The role of topic modeling in business
According to some sources, the average person generates in excess of 1.7MB of digital data per second. This number amounts to more than 2.5 quintillion bytes of data per day, of which 80-90% is unstructured.
Consider a scenario where a business employs a single individual to review each piece of unstructured data and segment them based on the underlying topic. It would be an impossible task.
It would take a significant amount of time to complete and be extremely tedious, plus there’s much more risk involved since humans are naturally biased and more error-prone than machines.
The solution is topic modeling.
With topic modeling, insights from the data can be derived faster and possibly better. This technique combines the topics into a comprehensible structure, enabling businesses to rapidly understand what’s happening.
For example, a business that wants to understand customers' biggest challenges may employ topic modeling to learn this information through unstructured data.
In short, topic modeling aids businesses in:
- Performing real-time analysis on unstructured textual data
- Learn from unstructured data at scale
- Build a consistent understanding of data, regardless of its format.
Core Concepts of Topic Modeling
We’ve established topic modeling enables data professionals to rapidly analyze and identify clusters or groups of similar words within a body of text at scale.
But what are topics, and how does topic modeling work?
What are topics, and how do topic models work?
Topics are the latent descriptions of a corpus (large group) of text. Intuitively, documents regarding a specific topic are more likely to produce certain words more frequently.
For example, the words “dog” and “bone” are more likely to appear in documents concerning dogs, whereas “cat” and “meow” are more likely to be found in documents regarding cats.

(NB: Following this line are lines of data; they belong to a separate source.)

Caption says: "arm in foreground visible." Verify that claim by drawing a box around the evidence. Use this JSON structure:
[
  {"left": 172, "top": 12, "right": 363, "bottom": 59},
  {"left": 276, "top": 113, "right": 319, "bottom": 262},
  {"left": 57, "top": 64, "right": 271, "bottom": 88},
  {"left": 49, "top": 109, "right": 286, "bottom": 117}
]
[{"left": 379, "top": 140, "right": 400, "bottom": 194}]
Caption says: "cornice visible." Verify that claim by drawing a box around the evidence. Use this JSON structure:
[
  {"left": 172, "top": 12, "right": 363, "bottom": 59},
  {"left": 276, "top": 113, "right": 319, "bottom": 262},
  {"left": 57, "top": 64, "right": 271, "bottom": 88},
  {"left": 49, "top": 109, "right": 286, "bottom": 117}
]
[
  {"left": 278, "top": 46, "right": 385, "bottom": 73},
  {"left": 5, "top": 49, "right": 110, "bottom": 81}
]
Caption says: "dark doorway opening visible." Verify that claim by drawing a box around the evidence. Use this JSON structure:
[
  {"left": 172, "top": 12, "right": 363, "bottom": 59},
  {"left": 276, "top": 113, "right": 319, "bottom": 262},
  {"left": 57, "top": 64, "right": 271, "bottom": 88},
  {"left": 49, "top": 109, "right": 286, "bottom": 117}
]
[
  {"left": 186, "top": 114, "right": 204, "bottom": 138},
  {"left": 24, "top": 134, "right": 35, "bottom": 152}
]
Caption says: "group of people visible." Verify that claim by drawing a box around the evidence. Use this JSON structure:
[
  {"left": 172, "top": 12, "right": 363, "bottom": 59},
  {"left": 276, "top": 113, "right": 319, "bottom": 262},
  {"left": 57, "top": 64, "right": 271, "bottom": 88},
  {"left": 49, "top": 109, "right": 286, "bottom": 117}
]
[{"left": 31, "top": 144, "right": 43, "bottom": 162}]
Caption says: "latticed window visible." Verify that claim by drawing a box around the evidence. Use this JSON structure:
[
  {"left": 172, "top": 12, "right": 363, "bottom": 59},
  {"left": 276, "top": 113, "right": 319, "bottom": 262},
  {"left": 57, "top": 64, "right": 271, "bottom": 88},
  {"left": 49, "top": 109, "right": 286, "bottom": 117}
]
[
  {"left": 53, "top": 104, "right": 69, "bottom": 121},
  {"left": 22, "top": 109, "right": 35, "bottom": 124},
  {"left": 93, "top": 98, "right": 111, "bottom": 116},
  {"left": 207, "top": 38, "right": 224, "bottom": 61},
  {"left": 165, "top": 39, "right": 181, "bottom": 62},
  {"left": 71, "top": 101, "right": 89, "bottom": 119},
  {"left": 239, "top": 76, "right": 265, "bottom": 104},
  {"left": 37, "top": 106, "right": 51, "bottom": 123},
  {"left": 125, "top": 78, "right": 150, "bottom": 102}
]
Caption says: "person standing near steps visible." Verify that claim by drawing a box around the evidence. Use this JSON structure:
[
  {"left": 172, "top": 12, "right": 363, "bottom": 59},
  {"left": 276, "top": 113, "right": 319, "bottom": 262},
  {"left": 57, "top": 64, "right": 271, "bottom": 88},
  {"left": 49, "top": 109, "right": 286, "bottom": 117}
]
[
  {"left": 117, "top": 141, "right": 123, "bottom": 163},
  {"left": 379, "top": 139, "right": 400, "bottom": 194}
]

Consequently, the topic model would scan the documents and produce clusters of similar words.
Essentially, topic models work by deducing words and grouping similar ones into topics to create topic clusters.
A visualization of how topic modeling works
Exploring Topic Modeling Techniques
Two popular topic modeling techniques are Latent Semantic Analysis (LSA) and Latent Dirichlet Allocation (LDA). Their objective to discover hidden semantic patterns portrayed by text data is the same, but how they achieve it is different.
Latent Semantic Analysis (LSA)
Latent Semantic Analysis (LSA) is a natural language processing technique used to analyze relationships between documents and the terms they contain. The method was first introduced in a paper from 1988 titled “Using Latent Semantic Analysis to Improve Access to Textual Information” and is still used today to create structured data from a collection of unstructured text.
Namely, LSA assumes words with similar meanings will appear in similar documents. It does so by constructing a matrix containing the word counts per document, where each row represents a unique word, and columns represent each document, and then using a Singular Value Decomposition (SVD) to reduce the number of rows while preserving the similarity structure among columns. SVD is a mathematical method that simplifies data while keeping its important features. It's used here to maintain the relationships between words and documents.
To determine the similarity between documents, cosine similarity is used. This is a measure that calculates the cosine of the angle between two vectors, in this case, representing documents. A value close to 1 means the documents are very similar based on the words in them, whereas a value close to 0 means they're quite different.
Latent Dirichlet Allocation (LDA)
Latent Dirichlet Allocation (LDA) was initially proposed in 2000 in a paper titled “Inference of population structure using multilocus genotype data.” The paper predominantly focused on population genetics, which is a subfield of genetics concerned with genetic differences within and among populations. Three years later, Latent Dirichlet Allocation was applied in machine learning.
The authors of the paper describe the technique as “a generative model for text and other collections of discrete data.” Thus, LDA may be described as a natural language technique used to identify topics a document belongs to based on the words contained within it.
More specifically, LDA is a Bayesian network, meaning it’s a generative statistical model that assumes documents are made up of words that aid in determining the topics. Thus, documents are mapped to a list of topics by assigning each word in the document to different topics. This model ignores the order of words occurring in a document and treats them as a bag of words.
LSA vs LDA
Latent Semantic Analysis (LSA) and Latent Dirichlet Allocation (LDA) are both natural language processing techniques used to create structured data from a collection of unstructured text.
However, LSA leverages Singular Value Decomposition (SVD) to reduce the dimensionality of the term-document matrix and is based on the assumption that words with similar meanings will appear in similar documents. By creating a lower-dimensional representation of the text, the model can capture the underlying relationships between words to determine how similar two documents are.
In contrast, LDA is a generative probabilistic model that leverages Bayesian inference to find the underlying topics in a corpus of texts. It assumes each document is a combination of a small number of latent topics, and each word is generated by a particular topic.
Ultimately, LSA attempts to discover the underlying relationships between words, whereas LDA seeks to discover the underlying topics in a corpus of text. Although they both are techniques used to create a vector representation of text, they make different underlying assumptions.
Practical Implementation of Topic Modeling
Let’s see how these techniques work. Use this DataCamp Workspace to follow along with the code.
The first thing we need is data.
For topic modeling, the data we use is called a corpus, which is simply a collection of text.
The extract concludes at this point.